1962 senesiydi. Abim Lütfü Uyan, beni Enver Abi ile tanıştırmak istedi ve bir sabah Eminönü’nden Boğaz vapuruna binip, Beylerbeyi’ne gittik. Evine varıp kapıyı çaldık. Pazara çıktığını öğrenince, pazara yöneldik. O arada ileriden bir gencin bize doğru gülümseyerek geldiğini gördüm. Sevinç içinde gelip önce ağabeyime sarıldı, sonra bana. Ama ne muhabbet!
Şaşırıp kaldım. Kolumuza girip eve götürdü. Yemek yedik, sohbet ettik. Sonra izin isteyip kalktık. Buraya kadar tamam. Asıl anlatacağım, bundan sonrası. Biz Allaha ısmarladık deyip çıktık. Baktım, o da bizimle beraber çıktı ve iskeleye kadar bizimle geldi. Biz bilet alıp turnikeden geçtik. Baktım, o da geçti. Hiçbir şey anlamadım.
Bize, vapurun dışını gösterip “Şuraya oturun” dedi. Öyle yaptık. Vapur kalkıncaya kadar bize sevgiyle, muhabbetle gülümseyerek baktı durdu. Nihayet gemi kalktı. Ama biz bakışmaya devam ettik. Gemi iyice uzaklaştı. Öyle ki, Enver Abiyi nokta gibi görüyorduk. Ama o, hiç yerinden ayrılmadı. Ta ki artık onu göremez olduk. Abim bana döndü ve “Enver Abiyi nasıl buldun?” dedi. Cevap veremedim. Zira aklım şaşmıştı, şoktaydım. Ben 17 yaşındaydım, abim 20. Enver abi de 22 olmalıydı…
Cumartesi günü cenazeden döndüğümüzde Mücahid Bey Holding merkezindeki mescitte bizlere yaptığı kısa konuşmada “Babam, hepinizi aşk derecesinde seviyordu” demişti. Benim, deminden beri anlatmak istediğimi bir cümlede özetledi.

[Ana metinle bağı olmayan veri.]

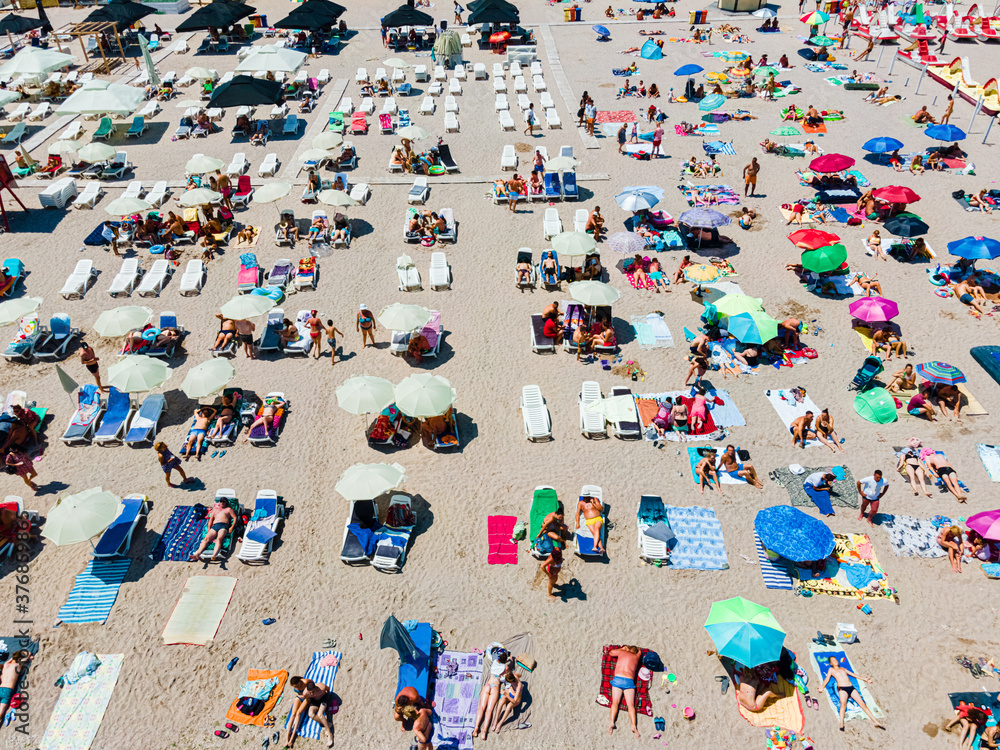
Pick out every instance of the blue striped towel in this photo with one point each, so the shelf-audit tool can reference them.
(327, 675)
(95, 590)
(700, 545)
(775, 577)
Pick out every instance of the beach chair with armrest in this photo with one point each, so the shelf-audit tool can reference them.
(146, 423)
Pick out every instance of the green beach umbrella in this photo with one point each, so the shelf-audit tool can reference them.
(208, 378)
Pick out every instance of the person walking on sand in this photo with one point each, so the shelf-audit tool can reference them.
(750, 177)
(169, 462)
(366, 324)
(846, 690)
(623, 684)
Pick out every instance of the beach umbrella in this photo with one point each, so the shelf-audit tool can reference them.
(364, 394)
(199, 197)
(945, 132)
(96, 151)
(208, 378)
(202, 164)
(688, 70)
(336, 198)
(823, 259)
(745, 631)
(809, 239)
(975, 248)
(271, 192)
(137, 373)
(752, 327)
(882, 145)
(896, 194)
(711, 102)
(396, 637)
(906, 225)
(830, 163)
(874, 309)
(793, 534)
(424, 395)
(636, 200)
(876, 405)
(244, 306)
(14, 309)
(402, 317)
(573, 243)
(368, 481)
(986, 524)
(246, 91)
(127, 206)
(594, 293)
(626, 243)
(413, 133)
(121, 320)
(77, 518)
(940, 372)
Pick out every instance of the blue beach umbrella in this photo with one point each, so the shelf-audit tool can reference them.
(794, 535)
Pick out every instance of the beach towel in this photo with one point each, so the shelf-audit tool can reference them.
(502, 551)
(94, 591)
(789, 410)
(80, 709)
(182, 534)
(643, 705)
(323, 668)
(843, 492)
(699, 545)
(775, 575)
(234, 714)
(199, 611)
(818, 657)
(456, 698)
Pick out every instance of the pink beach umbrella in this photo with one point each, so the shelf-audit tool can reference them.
(874, 309)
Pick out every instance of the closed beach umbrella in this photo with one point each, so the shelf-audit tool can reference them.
(424, 395)
(368, 481)
(874, 309)
(13, 310)
(745, 631)
(594, 293)
(77, 518)
(244, 306)
(121, 320)
(794, 535)
(364, 394)
(138, 373)
(940, 372)
(208, 378)
(402, 317)
(823, 259)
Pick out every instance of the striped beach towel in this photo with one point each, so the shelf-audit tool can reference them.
(775, 577)
(322, 668)
(95, 590)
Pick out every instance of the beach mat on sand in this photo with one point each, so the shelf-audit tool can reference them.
(818, 657)
(643, 705)
(80, 709)
(198, 613)
(234, 714)
(502, 550)
(322, 668)
(843, 494)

Bilvesile Enver Abimizin muhterem hanımefendisi Dilvin Ablamıza, kıymetli oğlu Mücahid Beye ve eşi Aslıhan Hanıma, biricik torunu Ayşe Nazlı’ya, sevgili yeğeni Ferruh Beye ve eşi Didem Hanıma ve bütün akraba ve sevdiklerine başsağlığı ve sabr-ı cemil diliyorum.